Alexpaca: Learning Factual Clarification Question Generation Without Examples
Matthew Toles, Yukun Huang, Zhou Yu, Luis Gravano
TL;DR
Alexpaca tackles the problem of generating factual clarifying questions when initial context is incomplete by introducing HotpotQA-FLM, a self-supervised benchmark for pragmatic ACQ in a multi-hop QA setting. The method trains a clarifying-question model via rejection sampling on its own interaction with an answering agent, enabling fine-tuning without manual annotations. Results show humans outperform zero-shot models, while Alexpaca achieves a substantial improvement over a baseline Llama 3 8B Instruct, reaching about 28% relative recovery in information gain and surpassing GPT-3.5 Turbo in all reported metrics. The work demonstrates a scalable, private, and cost-effective approach to factual ACQ with potential benefits for high-stakes AI assistants and safety-critical applications.
Abstract
Real-life tasks such as giving legal or technical advice often lack complete context at the outset and can have disparate answers depending thereon. The ability to derive missing factual information by asking clarifying questions (ACQ) is an important element of real-life collaboration on such reasoning tasks.
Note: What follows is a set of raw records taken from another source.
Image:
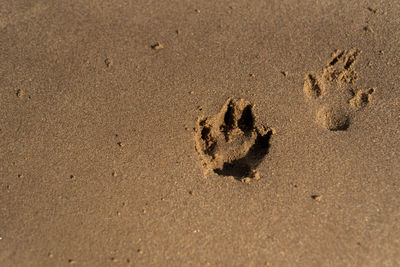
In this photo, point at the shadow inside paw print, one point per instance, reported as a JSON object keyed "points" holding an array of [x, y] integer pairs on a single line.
{"points": [[333, 91], [230, 143]]}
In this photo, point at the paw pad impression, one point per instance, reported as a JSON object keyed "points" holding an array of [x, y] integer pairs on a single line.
{"points": [[231, 143]]}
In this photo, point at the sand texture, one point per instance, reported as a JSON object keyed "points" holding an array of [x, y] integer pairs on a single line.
{"points": [[199, 133]]}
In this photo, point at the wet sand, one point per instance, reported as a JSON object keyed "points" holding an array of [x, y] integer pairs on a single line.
{"points": [[104, 160]]}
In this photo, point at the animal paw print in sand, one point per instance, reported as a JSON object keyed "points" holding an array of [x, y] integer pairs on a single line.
{"points": [[230, 143], [333, 91]]}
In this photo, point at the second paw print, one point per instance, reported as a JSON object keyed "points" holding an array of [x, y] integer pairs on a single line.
{"points": [[333, 93]]}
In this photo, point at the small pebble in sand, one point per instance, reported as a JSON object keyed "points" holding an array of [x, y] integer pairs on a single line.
{"points": [[256, 176], [246, 180], [109, 62], [373, 10], [157, 46], [20, 93], [368, 29], [120, 144], [317, 197]]}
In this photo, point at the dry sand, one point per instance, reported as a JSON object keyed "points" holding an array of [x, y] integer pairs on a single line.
{"points": [[98, 105]]}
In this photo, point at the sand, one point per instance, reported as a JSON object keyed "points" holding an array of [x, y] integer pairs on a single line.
{"points": [[100, 103]]}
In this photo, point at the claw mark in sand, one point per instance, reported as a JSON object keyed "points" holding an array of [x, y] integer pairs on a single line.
{"points": [[333, 93], [231, 143]]}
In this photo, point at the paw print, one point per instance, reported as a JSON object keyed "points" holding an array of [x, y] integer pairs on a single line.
{"points": [[332, 91], [230, 143]]}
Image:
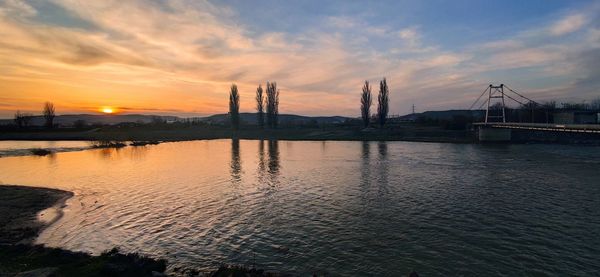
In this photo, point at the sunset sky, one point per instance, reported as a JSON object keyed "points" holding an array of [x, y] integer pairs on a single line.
{"points": [[180, 57]]}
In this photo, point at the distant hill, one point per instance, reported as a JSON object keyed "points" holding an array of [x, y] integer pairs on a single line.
{"points": [[247, 118], [444, 115], [251, 118], [69, 119]]}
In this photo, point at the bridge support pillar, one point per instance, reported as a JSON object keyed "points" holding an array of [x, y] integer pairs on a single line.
{"points": [[494, 134]]}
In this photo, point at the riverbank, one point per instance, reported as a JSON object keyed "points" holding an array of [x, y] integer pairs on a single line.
{"points": [[143, 133], [20, 208], [25, 211]]}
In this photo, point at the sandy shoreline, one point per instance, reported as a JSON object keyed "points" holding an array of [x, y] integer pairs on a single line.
{"points": [[26, 211], [19, 208]]}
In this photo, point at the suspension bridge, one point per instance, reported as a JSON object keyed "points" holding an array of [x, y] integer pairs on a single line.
{"points": [[496, 127]]}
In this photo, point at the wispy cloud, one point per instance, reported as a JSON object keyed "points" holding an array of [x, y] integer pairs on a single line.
{"points": [[183, 55]]}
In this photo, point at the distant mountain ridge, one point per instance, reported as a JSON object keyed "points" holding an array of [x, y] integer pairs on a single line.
{"points": [[248, 118], [69, 119]]}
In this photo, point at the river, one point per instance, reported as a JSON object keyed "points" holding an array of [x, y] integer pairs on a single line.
{"points": [[341, 208]]}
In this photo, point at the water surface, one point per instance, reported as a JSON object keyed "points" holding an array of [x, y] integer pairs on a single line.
{"points": [[344, 208]]}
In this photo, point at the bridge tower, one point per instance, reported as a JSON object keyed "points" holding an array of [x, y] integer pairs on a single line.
{"points": [[495, 93]]}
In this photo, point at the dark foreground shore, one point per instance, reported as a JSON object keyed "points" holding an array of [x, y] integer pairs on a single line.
{"points": [[19, 208], [178, 133]]}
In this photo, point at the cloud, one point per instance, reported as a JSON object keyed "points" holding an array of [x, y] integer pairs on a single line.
{"points": [[568, 24], [186, 54]]}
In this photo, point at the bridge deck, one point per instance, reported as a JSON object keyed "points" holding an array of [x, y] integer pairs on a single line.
{"points": [[572, 128]]}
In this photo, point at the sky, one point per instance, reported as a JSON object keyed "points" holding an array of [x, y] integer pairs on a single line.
{"points": [[180, 57]]}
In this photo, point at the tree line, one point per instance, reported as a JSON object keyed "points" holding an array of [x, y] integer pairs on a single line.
{"points": [[22, 119], [267, 104], [383, 106]]}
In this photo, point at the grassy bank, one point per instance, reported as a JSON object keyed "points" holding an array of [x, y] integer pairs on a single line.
{"points": [[19, 208], [178, 133]]}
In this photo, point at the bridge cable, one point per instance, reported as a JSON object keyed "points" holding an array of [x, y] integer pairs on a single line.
{"points": [[521, 95], [514, 99], [478, 98], [482, 104]]}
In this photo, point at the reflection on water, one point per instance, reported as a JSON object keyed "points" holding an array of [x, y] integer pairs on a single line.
{"points": [[343, 208], [236, 165]]}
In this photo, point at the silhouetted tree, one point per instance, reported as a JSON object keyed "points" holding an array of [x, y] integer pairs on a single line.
{"points": [[365, 104], [79, 123], [272, 104], [260, 107], [383, 99], [234, 107], [22, 119], [49, 114], [595, 104]]}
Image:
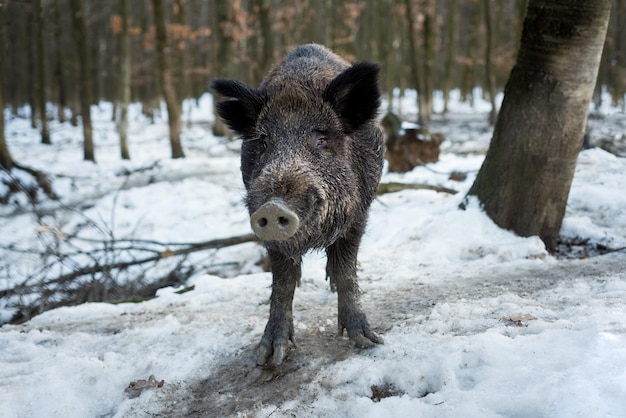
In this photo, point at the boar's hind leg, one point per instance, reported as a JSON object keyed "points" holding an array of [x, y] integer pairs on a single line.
{"points": [[341, 268], [286, 273]]}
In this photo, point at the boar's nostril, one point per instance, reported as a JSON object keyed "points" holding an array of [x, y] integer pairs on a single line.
{"points": [[274, 221]]}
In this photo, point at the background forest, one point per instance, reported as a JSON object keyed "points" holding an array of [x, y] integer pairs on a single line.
{"points": [[427, 45]]}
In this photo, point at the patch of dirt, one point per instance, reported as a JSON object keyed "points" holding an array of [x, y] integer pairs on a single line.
{"points": [[238, 384]]}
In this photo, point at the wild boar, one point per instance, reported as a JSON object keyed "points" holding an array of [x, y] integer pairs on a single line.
{"points": [[311, 160]]}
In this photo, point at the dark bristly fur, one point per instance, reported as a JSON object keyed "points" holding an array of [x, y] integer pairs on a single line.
{"points": [[311, 141]]}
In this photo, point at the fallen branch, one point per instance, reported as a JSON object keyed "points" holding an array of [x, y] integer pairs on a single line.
{"points": [[121, 265], [396, 187]]}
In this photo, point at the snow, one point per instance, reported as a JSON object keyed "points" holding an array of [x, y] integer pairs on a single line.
{"points": [[477, 321]]}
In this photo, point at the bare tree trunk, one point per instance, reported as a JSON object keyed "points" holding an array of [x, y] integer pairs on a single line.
{"points": [[84, 58], [450, 48], [525, 179], [165, 77], [6, 162], [223, 57], [414, 61], [58, 64], [41, 72], [31, 73], [124, 79], [469, 68], [490, 79]]}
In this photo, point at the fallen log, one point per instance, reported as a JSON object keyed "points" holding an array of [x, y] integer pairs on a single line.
{"points": [[396, 187]]}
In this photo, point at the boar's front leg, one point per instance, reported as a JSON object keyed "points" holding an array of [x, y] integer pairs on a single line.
{"points": [[341, 268], [286, 273]]}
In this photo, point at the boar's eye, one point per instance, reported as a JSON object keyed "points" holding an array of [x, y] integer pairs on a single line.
{"points": [[262, 143], [320, 140]]}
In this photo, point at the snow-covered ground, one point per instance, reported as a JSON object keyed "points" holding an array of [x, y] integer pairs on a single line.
{"points": [[477, 322]]}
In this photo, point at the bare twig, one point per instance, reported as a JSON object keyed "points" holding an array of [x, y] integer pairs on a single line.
{"points": [[396, 187]]}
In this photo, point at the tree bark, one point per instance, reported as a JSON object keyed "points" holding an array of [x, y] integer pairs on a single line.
{"points": [[124, 80], [41, 72], [525, 179], [59, 63], [451, 31], [490, 79], [84, 59], [165, 78], [414, 58], [6, 162]]}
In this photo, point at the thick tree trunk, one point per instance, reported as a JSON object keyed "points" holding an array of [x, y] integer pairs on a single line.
{"points": [[84, 58], [525, 179], [124, 80], [165, 77]]}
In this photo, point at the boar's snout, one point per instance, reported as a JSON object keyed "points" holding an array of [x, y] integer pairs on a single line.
{"points": [[274, 221]]}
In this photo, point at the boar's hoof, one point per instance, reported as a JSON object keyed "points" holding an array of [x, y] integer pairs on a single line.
{"points": [[274, 221]]}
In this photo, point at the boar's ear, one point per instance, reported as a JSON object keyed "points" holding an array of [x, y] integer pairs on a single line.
{"points": [[241, 108], [354, 94]]}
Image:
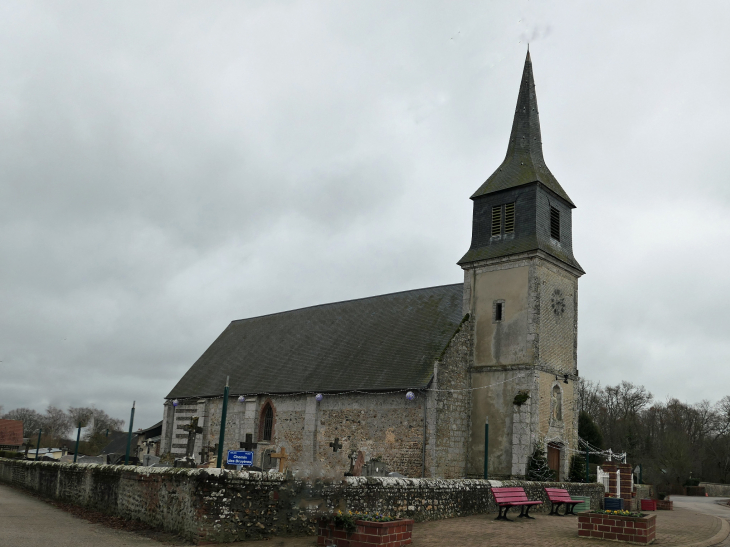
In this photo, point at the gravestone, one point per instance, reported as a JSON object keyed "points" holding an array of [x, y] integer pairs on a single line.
{"points": [[267, 462], [149, 460]]}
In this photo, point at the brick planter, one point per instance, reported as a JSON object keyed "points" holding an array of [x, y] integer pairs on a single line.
{"points": [[368, 534], [641, 530]]}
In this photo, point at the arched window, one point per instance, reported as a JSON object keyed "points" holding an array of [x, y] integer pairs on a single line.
{"points": [[267, 422]]}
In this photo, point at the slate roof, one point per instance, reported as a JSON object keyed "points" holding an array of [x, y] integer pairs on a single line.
{"points": [[524, 162], [380, 343]]}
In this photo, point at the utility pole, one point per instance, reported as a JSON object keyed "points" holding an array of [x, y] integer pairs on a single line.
{"points": [[38, 444], [222, 436], [76, 450], [129, 436]]}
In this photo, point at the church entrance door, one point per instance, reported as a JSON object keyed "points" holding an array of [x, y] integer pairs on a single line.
{"points": [[554, 459]]}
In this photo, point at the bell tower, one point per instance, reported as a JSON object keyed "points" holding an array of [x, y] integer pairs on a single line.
{"points": [[521, 290]]}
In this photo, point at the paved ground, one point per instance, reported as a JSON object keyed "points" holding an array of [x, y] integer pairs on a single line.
{"points": [[29, 522], [685, 526], [26, 521]]}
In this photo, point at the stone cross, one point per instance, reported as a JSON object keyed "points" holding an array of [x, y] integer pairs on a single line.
{"points": [[192, 429], [282, 457], [248, 444]]}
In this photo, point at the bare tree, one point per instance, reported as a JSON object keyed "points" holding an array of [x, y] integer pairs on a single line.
{"points": [[56, 422], [96, 421], [588, 396]]}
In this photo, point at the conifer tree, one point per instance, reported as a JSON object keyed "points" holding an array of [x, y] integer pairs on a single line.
{"points": [[577, 468], [538, 469]]}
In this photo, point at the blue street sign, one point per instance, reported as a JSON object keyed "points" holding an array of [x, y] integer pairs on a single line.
{"points": [[240, 457]]}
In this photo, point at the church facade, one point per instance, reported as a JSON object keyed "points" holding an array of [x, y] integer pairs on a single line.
{"points": [[407, 381]]}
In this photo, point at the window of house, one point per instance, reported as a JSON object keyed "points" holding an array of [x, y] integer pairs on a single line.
{"points": [[555, 223], [496, 220], [509, 218], [268, 423]]}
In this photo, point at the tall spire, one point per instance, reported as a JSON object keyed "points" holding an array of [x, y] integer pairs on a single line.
{"points": [[524, 162]]}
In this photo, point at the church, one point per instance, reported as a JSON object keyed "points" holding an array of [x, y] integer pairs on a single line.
{"points": [[409, 380]]}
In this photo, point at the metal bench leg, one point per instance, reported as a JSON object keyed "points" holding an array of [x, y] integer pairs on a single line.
{"points": [[503, 515], [525, 514]]}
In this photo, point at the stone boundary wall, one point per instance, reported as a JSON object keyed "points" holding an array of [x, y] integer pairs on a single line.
{"points": [[214, 505], [716, 490]]}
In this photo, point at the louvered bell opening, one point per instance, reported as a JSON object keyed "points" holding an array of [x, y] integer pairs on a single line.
{"points": [[554, 223], [509, 218], [496, 220]]}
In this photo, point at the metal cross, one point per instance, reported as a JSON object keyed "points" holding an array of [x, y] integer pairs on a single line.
{"points": [[336, 445], [248, 444]]}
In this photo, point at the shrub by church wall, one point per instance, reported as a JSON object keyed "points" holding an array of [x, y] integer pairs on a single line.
{"points": [[216, 505]]}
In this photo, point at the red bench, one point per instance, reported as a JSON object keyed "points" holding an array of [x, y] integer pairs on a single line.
{"points": [[558, 497], [513, 497]]}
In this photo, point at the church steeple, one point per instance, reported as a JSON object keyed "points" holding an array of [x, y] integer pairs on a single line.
{"points": [[524, 162], [522, 208]]}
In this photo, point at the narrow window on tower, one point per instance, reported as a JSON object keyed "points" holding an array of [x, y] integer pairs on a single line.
{"points": [[509, 218], [496, 220], [498, 310], [554, 223]]}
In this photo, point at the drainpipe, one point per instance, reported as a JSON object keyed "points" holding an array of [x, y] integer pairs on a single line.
{"points": [[486, 446], [423, 453]]}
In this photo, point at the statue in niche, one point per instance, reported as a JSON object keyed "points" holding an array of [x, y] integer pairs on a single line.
{"points": [[556, 404]]}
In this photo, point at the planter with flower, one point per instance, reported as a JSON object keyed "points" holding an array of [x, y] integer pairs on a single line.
{"points": [[626, 526], [350, 529]]}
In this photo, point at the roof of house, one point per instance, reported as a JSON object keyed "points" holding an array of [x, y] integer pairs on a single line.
{"points": [[151, 431], [524, 162], [380, 343]]}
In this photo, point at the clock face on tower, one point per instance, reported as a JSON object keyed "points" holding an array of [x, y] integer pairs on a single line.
{"points": [[557, 302]]}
Existing factual clarification question challenges evaluate generations based on word overlap or human evaluations. Recent work explores generating a response to the clarifying question then evaluating its utility directly. So far, these tasks are limited to disambiguating the user's intent rather than concrete facts about the situation. The factual domain presents unique challenges since responses to clarification questions must be factually true for accurate evaluation. To enable evaluation of factual domain clarification question generation, We present a new task that focuses on the ability to elicit missing information in multi-hop reasoning tasks. The task, HotpotQA-FLM, can be evaluated automatically, making it convenient for benchmarking language models. We observe that humans outperform GPT-4 by a large margin, while Llama 3 8B Instruct does not even beat the dummy baseline in some metrics. Finally, we find by fine-tuning Llama 3 8B Instruct on its own generations, filtered via rejection sampling, we can improve information recovery by 27.6 percent.